Con una trayectoria que superó los 60 años, Duvall construyó una carrera monumental marcada por personajes que trascendieron generaciones. Su debut en el cine fue como Boo Radley en To Kill a Mockingbird, pero alcanzó proyección mundial al interpretar a Tom Hagen en The Godfather y su secuela, convirtiéndose en una figura clave del cine de gánsteres.

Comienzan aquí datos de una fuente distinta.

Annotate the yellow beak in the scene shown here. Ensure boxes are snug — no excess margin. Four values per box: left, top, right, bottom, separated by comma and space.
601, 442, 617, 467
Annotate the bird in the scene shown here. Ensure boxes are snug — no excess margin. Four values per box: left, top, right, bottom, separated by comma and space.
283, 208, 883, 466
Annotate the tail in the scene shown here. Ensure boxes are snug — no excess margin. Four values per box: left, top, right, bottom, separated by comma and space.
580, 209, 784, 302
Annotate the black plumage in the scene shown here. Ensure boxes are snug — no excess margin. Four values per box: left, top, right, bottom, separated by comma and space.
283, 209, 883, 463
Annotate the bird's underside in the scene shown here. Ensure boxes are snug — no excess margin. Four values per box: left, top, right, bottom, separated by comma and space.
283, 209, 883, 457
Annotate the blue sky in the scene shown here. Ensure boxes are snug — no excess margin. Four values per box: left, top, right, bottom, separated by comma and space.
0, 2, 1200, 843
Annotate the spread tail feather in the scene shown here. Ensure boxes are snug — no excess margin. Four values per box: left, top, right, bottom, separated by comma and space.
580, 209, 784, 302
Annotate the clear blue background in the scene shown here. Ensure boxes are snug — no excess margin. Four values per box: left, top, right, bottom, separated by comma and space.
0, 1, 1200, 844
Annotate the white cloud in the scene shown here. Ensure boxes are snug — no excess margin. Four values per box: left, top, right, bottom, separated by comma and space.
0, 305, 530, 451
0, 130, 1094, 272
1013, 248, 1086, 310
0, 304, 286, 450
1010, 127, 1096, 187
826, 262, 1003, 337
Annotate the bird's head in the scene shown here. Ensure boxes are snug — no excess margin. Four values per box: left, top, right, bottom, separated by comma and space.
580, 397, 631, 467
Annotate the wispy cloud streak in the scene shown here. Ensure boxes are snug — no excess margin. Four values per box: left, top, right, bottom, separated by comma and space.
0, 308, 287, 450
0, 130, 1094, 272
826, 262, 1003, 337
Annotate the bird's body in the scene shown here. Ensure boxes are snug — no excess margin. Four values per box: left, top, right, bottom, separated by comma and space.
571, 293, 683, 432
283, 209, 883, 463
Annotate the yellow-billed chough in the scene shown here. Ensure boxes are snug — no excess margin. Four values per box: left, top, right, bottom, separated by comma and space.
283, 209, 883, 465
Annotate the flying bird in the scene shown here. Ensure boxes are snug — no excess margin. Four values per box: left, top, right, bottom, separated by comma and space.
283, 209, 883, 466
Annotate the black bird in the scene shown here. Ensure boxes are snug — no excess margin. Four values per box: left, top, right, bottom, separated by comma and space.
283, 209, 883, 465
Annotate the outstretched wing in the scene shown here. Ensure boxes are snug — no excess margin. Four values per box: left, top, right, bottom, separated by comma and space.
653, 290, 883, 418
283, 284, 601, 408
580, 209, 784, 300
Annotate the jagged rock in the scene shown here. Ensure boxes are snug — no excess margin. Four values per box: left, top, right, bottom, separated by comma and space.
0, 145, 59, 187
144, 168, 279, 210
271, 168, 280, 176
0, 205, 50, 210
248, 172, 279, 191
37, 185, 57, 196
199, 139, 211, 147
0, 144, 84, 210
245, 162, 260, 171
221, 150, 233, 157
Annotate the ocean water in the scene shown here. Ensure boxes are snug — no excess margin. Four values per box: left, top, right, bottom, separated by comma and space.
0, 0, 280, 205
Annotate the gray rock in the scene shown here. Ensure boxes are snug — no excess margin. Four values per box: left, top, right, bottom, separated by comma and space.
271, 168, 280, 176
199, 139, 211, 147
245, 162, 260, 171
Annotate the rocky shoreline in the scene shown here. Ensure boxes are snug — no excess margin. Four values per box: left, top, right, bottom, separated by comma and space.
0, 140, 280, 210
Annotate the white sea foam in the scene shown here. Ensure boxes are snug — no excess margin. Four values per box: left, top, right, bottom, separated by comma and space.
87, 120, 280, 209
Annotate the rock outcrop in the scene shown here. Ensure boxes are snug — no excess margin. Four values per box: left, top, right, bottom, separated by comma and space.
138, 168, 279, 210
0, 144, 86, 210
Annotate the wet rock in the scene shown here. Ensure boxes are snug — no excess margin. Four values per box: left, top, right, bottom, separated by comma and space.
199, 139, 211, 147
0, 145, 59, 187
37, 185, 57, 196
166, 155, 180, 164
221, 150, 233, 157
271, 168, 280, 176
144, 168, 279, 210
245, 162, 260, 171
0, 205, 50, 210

Otra de sus actuaciones más recordadas fue la del teniente coronel Kilgore en Apocalypse Now, donde dejó escenas que se volvieron icónicas en la historia del séptimo arte. En 1983 obtuvo el premio de la Academia como Mejor Actor por Tender Mercies, consolidando su prestigio como uno de los grandes intérpretes dramáticos de su generación. A lo largo de su carrera acumuló siete nominaciones al Oscar, además de múltiples Globos de Oro y premios Emmy.
Más allá de su obra cinematográfica, Duvall cultivó un profundo vínculo con Argentina a través de su relación con Pedraza. Se conocieron en Buenos Aires en 1996 y se casaron en 2005. Juntos impulsaron proyectos artísticos y solidarios, además de compartir la pasión por el tango, que el actor llevó a la pantalla en Assassination Tango, dirigida y protagonizada por él.
Con su partida, el cine pierde a un referente indiscutido. Su legado queda plasmado en una galería de personajes memorables y en una forma de actuar marcada por la intensidad, la precisión y una profunda humanidad.